Sterling surged to seven-month highs on Wednesday as investors raised their expectations for the ruling Conservative Party to win an outright majority, which could remove some of the political uncertainty that has weighed on the currency.
Investors have welcomed the prospect of Britain avoiding another hung parliament. Many appear to think a parliamentary majority under the right-leaning Conservative Party would do more good for the pound than ongoing worries about a more decisive break from the European Union should Prime Minister Boris Johnson win the Dec. 12 election.
Polls have consistently given Johnson's party a lead over the opposition Labour Party. While Johnson has vowed to take Britain out of the EU on Jan. 31, the Labour Party has said it would push for a second referendum on the departure.
"The market continues to cut back on sterling short portfolios & hedges in expectation of certainty derived from single party majority expectations," said Neil Jones, head of FX hedge fund sales at Mizuho bank.
Some investors also worry about what the Labour Party's spending plans would do for government finances, although Labour leader Jeremy Corbyn says its proposals are fully costed.
By 0930 GMT, the pound had added 0.5% to touch $1.3063, its strongest since May.
Against the euro too, the pound rallied 0.5% to 84.855 pence, another seven-month high.
The pound was little moved by the final IHS Markit/CIPS UK Services Purchasing Managers' Index survey data, which confirmed that Britain's services sector shrank in November.
Sterling has soared since October, gaining 6% in the last two months, when the prospect of a disorderly no-deal Brexit quickly receded after the EU granted Britain a delay to its exit until Jan. 31.

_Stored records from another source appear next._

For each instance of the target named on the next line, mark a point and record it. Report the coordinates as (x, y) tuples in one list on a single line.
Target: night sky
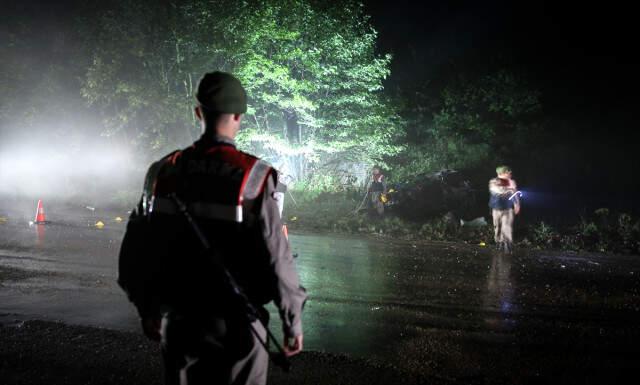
[(581, 55)]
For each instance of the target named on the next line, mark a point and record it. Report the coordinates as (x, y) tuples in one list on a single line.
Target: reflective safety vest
[(213, 178)]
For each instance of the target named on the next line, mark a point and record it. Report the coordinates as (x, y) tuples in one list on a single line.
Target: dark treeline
[(549, 90)]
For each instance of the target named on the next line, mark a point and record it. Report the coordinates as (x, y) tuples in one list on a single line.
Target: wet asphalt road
[(445, 309)]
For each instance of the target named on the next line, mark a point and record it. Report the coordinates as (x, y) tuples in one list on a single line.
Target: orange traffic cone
[(40, 218)]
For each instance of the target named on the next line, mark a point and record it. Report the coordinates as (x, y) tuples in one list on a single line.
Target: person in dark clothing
[(505, 205), (377, 189), (174, 284)]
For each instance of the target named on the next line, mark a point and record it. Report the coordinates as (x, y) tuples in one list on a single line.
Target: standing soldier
[(503, 209), (176, 287), (378, 189)]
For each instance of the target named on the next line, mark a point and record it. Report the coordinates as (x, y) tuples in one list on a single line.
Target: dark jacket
[(162, 266)]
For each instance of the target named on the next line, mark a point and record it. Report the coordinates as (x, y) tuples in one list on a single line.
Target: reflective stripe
[(199, 209), (254, 183)]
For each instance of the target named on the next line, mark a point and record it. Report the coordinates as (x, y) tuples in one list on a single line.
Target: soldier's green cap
[(503, 169), (222, 92)]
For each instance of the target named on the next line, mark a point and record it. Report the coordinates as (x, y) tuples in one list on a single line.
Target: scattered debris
[(478, 222)]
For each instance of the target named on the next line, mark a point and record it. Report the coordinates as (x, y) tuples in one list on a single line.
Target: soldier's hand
[(151, 328), (292, 346)]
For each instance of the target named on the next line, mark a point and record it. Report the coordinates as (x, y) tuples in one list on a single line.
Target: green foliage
[(310, 69), (601, 232)]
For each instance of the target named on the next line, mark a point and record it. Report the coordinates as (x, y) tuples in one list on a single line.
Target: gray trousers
[(376, 203), (212, 351), (503, 225)]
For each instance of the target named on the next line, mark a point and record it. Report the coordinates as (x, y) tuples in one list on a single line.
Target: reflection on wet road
[(367, 297)]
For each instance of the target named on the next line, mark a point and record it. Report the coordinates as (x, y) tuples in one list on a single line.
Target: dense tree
[(475, 120), (314, 79)]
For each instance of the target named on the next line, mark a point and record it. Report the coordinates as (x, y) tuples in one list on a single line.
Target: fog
[(70, 169)]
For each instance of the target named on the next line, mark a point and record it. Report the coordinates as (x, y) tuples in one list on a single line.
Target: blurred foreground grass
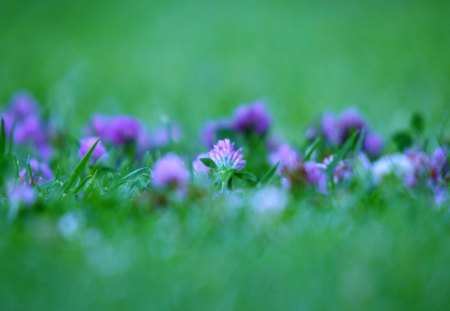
[(198, 59)]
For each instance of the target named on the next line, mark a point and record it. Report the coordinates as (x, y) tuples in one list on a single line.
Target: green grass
[(194, 60)]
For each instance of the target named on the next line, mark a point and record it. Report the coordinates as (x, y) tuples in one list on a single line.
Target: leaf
[(129, 176), (267, 177), (310, 151), (247, 176), (417, 123), (79, 168), (208, 163), (348, 145), (402, 139), (2, 139)]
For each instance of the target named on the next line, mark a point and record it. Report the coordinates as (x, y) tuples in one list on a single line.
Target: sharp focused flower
[(252, 118), (226, 157), (87, 143), (169, 172), (21, 194), (198, 165), (212, 129)]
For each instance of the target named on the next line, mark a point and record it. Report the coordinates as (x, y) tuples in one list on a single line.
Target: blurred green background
[(194, 60)]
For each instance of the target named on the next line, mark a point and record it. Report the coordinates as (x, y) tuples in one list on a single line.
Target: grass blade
[(267, 177), (2, 139), (79, 168), (346, 148)]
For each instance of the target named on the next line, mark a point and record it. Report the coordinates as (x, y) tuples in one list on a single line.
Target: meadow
[(109, 241)]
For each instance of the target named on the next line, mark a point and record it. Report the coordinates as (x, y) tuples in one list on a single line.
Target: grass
[(196, 60)]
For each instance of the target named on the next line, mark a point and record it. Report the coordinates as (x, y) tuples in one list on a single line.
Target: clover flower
[(252, 118), (87, 143), (41, 172), (226, 157), (212, 130), (169, 172)]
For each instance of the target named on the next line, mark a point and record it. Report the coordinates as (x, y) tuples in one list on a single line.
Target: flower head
[(87, 143), (170, 172), (373, 144), (252, 118), (212, 129), (226, 157)]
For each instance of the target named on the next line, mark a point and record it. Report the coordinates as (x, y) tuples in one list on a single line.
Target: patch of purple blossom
[(253, 118), (169, 172), (40, 170), (118, 130), (336, 129)]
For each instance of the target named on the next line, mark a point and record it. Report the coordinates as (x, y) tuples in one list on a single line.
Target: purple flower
[(31, 129), (373, 144), (212, 130), (123, 129), (198, 165), (8, 119), (315, 175), (87, 143), (226, 157), (252, 118), (23, 106), (170, 172), (21, 194), (40, 170)]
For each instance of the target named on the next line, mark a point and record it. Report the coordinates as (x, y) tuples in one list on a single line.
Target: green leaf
[(267, 177), (346, 148), (208, 163), (402, 139), (129, 176), (79, 168), (417, 123), (360, 142), (310, 151)]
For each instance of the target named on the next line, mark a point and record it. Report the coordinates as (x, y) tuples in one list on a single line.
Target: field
[(192, 61)]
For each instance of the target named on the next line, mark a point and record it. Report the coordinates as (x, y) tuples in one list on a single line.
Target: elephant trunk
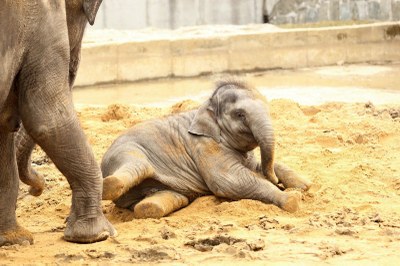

Investors have since latched on to the prospect of Britain avoiding a hung parliament.
Some weakness in the greenback as also behind sterling's rally, and triggered some technical demand for the British currency.
Traders reported some option structures above $1.30 fuelling some pent-up demand for the pound. Refinitiv data shows some large options of around $1.5 billion around $1.31, which could mean that sterling may hit resistance around that level.
Five-year credit default swaps (CDS) on British government debt are down around 5 basis points since the election was called in early-November, as expectations grew that the Brexit impasse could be breached, according to IHS Markit.
Investors could grow more cautious as elections approach, with two-week implied volatility, a contract straddling the election, rising steadily to the highest since May.